Yeah, I am unexpectedly, surprisingly, amazing, with child. It doesn't seem real to me, actually. We had given up on the idea of a second child; in fact, we gave up on it so completely that we had moved on and were just fine, thanks. I could look at babies without feeling that twinge. I could look at pregnant teenagers and not feel bitter. And then, surprise! To be honest, it is still not real to me. I'm due in December, and the news might possibly manage to sink in before then.
I'm really worried about L. We have been broaching the subject with her (but we don't plan to tell her until after I see the obstetrician in a couple of weeks), and the response has been really negative.
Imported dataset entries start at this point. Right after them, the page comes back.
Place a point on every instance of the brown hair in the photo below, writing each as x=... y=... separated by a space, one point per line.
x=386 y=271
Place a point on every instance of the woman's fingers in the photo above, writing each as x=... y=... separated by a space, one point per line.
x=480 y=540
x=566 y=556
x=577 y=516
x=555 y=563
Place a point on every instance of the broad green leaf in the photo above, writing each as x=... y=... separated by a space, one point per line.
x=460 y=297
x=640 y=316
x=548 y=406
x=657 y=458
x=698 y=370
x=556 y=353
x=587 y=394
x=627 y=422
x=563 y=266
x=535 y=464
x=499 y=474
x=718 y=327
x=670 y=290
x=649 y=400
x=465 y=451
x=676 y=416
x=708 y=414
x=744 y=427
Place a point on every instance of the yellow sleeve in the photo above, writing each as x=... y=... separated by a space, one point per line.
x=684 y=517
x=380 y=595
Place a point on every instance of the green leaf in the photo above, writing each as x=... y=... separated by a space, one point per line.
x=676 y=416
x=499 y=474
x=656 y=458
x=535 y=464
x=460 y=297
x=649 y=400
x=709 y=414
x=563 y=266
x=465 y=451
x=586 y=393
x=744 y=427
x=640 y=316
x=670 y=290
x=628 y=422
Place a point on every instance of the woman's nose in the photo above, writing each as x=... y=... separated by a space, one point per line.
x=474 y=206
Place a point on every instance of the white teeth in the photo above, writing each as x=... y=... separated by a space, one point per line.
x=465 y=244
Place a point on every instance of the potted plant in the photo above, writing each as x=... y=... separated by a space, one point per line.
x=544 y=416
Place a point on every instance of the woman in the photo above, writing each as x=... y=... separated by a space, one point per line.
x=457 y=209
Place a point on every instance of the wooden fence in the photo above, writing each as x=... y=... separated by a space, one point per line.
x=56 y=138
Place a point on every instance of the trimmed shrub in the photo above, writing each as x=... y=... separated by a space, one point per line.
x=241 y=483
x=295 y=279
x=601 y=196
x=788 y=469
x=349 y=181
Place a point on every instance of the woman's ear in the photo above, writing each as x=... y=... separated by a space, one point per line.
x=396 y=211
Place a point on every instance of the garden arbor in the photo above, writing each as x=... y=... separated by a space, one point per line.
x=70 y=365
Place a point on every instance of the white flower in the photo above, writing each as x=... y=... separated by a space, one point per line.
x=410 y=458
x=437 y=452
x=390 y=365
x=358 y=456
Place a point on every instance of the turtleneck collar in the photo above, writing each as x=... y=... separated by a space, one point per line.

She doesn't want to be a big sister. She doesn't want a baby around. She thinks my claims that there will be lots more love and lots more fun in the family are total BS. "There would be stinky diapers, Mama," she said, "and babies cry ALL THE TIME. It would be a hundred years before he'd be big enough to play with. No thank you."
Am I overreacting to worry that this could traumatize her? That this could ruin our relationship with her forever? I am on a bit of an emotional and hormonal roller coaster right now so I honestly don't know if my fears are realistic.
In other news, my bestie and I are writing a children's book together. We are going to win a Caldecott Medal. At least. Make sure you order your copy autographed.